Ponytail frowned at him, like a librarian trying to enforce a strict no talking policy.

“What?” Rick asked. “There’s nothing I’ve seen in the rules that says I can’t talk to—or around—bots.”

Ponytail winced as if in pain—likely as part of her reaction pattern programming. Then she surprised him, saying, “So few do, except to insult us. Words hurt.”
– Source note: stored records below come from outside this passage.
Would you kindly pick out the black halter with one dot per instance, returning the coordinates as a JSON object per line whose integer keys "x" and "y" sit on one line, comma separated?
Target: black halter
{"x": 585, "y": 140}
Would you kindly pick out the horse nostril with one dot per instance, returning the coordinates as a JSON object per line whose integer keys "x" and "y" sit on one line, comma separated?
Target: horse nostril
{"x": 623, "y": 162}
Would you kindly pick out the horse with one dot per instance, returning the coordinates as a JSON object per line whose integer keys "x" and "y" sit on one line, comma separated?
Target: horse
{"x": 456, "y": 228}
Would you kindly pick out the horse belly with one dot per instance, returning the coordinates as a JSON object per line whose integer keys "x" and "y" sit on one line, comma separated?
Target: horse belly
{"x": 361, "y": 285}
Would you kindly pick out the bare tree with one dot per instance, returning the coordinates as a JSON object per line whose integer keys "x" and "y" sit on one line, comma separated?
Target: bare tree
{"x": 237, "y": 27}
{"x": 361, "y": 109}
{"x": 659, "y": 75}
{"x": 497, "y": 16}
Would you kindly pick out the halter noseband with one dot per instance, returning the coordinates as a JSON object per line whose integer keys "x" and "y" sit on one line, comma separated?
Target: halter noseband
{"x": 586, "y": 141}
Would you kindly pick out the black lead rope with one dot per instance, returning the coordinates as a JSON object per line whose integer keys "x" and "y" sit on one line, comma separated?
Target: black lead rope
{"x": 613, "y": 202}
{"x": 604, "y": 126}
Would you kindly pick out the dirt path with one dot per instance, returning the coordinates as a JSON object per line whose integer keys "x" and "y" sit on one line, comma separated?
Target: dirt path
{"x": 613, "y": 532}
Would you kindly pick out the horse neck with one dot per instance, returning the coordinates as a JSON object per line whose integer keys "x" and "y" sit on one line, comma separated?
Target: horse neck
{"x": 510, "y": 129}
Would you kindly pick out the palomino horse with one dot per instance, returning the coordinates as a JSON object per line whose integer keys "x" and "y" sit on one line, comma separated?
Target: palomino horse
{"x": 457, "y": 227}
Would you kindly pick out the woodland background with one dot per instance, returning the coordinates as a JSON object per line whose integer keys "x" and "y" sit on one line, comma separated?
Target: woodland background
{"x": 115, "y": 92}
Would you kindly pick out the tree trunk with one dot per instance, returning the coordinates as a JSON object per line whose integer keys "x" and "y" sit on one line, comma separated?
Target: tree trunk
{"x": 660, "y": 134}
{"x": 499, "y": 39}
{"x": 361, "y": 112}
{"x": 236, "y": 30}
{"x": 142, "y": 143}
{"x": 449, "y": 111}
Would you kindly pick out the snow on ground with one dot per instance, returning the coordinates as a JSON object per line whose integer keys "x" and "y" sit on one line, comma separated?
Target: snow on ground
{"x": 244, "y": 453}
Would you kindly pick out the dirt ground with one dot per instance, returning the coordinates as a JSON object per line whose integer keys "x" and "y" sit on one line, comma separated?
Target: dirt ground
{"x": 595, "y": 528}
Rick nodded, then rushed her, knocking her down and choking her out in a matter of seconds.

Victory!

“The beer should be wearing off by now.” He swayed toward the icons Pixie’s defeated body had left him. Two orange icons and one blue awaited him. He reached for the orange ones.

Boost Points +2

He put one in stamina and one in speed.

Strength: 1

Speed: 2

Stamina: 2

Next, he examined the blue icon.

Active Skill Acquired!

Saint Luck: Unique Skill! Blocks exactly one otherwise unblockable move from an opponent. Skill can be activated only once, after which the skill is eliminated from player’s move set.
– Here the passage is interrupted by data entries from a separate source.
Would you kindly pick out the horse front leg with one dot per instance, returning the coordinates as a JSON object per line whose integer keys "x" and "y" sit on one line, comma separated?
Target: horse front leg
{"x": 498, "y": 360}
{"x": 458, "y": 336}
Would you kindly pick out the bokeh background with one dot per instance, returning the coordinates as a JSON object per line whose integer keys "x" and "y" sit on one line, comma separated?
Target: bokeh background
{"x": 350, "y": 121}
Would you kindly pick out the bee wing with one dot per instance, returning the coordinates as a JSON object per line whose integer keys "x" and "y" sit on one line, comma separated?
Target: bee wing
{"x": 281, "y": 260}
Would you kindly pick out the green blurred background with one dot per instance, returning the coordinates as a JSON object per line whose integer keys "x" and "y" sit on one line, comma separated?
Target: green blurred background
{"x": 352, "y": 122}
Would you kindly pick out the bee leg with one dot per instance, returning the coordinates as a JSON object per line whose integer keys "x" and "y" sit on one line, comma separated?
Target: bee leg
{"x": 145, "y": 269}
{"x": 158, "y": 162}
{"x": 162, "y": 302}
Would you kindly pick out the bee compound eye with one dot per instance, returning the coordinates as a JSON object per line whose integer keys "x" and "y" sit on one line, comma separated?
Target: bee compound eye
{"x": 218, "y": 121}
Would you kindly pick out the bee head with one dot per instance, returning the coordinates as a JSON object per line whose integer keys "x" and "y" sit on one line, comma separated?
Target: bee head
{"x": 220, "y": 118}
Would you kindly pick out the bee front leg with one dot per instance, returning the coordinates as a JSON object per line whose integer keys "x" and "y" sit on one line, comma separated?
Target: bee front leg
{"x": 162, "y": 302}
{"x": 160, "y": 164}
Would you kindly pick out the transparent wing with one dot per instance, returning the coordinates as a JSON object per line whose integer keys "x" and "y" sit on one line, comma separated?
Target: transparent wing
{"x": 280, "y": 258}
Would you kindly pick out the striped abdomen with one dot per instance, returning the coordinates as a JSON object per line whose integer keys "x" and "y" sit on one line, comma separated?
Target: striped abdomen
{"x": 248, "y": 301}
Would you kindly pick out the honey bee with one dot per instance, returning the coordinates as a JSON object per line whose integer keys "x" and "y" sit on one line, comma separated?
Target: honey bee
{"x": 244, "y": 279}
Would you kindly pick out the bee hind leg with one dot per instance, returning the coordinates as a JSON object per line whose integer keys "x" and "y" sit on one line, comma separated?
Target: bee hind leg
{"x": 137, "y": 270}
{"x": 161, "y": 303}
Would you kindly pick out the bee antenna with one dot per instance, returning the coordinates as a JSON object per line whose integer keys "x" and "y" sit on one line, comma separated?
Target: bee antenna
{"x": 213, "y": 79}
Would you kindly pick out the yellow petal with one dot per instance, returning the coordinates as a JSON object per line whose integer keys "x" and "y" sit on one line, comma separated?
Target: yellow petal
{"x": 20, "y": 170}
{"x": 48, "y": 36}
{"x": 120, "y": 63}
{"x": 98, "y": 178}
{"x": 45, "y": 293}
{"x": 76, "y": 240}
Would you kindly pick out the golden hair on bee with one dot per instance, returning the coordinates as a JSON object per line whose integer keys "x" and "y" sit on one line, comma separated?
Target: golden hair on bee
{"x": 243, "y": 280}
“Huh. Hail Mary, there.” He’d have to study more. If he placed—and he had to place—he could take it as one of his options to take with him to the next rank. If Alex was here, I could ask. Was it a waste to carry a one-shot skill, even one so potentially powerful? It’s gotta be more valuable than a Demon’s Horn.

Next, he examined the loot left by Ponytail, represented by three blues and a yellow.

Passive Skill Acquired!

Stamina Camel: Vastly decreases stamina use on non-attack moves like dodges and rolls.

Oh, thank fuck. Anything that helped with stamina and allowed him to put more points into speed was welcome.

Active Skill Acquired!

Detonate: A jab-jab-kick combo. If the player successfully lands the first two jabs, the kick gets extra power. 30 second cooldown.

Active Skill Acquired!

Snake Hold: Grappling move that can dislocate hips and shoulders if opponent’s strength is less than the players. 2 minute cooldown.

Cosmetic Item Acquired!

Trucker’s Hat: “You ain’t from around here, are ya?”

Rick threw the useless hat into his cosmetic inventory and practiced Detonate a few times to work out the timing. The speed boosts helped.

Though the elimination ring hadn’t yet reared its head, Rick started down the path at a pace. After all, more time was always better, and a ring-out was a bad way to disqualify, as far as he was concerned.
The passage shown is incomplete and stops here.